Other mechanisms can be used for network authentication. For example, KryptoKnight (reference 6), uses somewhat different protocols to achieve functions similar to Kerberos. As another example, a network authentication mechanism could be based upon public-key cryptography.

The previous discussion is presented in terms of file service, but applies equally to database service (both local to a user computer or distributed to a database server). The same mechanisms for user authentication and data access control are used with database systems. As with file services, complete data privacy can be achieved in database systems only by applying data encryption techniques.

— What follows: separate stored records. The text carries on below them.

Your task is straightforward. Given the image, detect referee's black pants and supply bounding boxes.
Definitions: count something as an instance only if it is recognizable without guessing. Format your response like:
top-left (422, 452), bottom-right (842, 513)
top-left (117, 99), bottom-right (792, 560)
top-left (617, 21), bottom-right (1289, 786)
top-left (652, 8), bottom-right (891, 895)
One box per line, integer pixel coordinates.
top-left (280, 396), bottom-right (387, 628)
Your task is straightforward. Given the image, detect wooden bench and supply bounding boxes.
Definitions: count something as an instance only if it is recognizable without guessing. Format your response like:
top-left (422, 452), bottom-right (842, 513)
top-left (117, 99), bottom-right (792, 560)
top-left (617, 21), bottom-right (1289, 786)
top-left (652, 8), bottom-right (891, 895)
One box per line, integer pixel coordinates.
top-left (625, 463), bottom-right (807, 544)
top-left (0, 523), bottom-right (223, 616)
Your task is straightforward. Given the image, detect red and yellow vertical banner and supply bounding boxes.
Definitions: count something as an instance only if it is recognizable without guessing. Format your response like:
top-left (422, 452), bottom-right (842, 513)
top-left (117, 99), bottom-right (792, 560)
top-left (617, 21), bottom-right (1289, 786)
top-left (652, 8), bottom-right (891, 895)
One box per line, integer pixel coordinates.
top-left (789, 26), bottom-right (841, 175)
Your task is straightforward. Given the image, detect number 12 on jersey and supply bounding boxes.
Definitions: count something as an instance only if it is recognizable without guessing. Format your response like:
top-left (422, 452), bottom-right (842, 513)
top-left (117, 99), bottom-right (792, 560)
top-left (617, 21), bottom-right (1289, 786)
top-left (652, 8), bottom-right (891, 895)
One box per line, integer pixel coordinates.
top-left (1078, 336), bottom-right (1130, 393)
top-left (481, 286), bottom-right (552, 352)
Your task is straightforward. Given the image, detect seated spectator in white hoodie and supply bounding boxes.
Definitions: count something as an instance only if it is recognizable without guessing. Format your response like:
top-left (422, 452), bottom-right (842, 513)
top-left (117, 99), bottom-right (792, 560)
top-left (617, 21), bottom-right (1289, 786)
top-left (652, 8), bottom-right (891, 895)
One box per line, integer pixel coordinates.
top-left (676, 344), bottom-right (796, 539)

The latter imply the need to manage data encryption keys.

REFERENCES

1. Blaze, Matt, A Cryptographic File System for Unix, 1st ACM Conference on Communications and Computing Security, Fairfax, Va., Nov. 3-5, 1993.

2. Data Encryption Standard, National Bureau of Standards, Federal Information Processing Standards Publication Number 46, National Technical Information Service, Springfield, Va., Jan. 15, 1977.

3. IBM, Information Protection System Cryptographic Programs for CMS (IPSMS) User's Guide, IBM order number SH20-2621.

4. Kazar, Michael Leon, Ubik: Replicated Servers Made Easy, Proceedings of the Second Workshop on Workstation Operating Systems, Sep. 27-29, 1989.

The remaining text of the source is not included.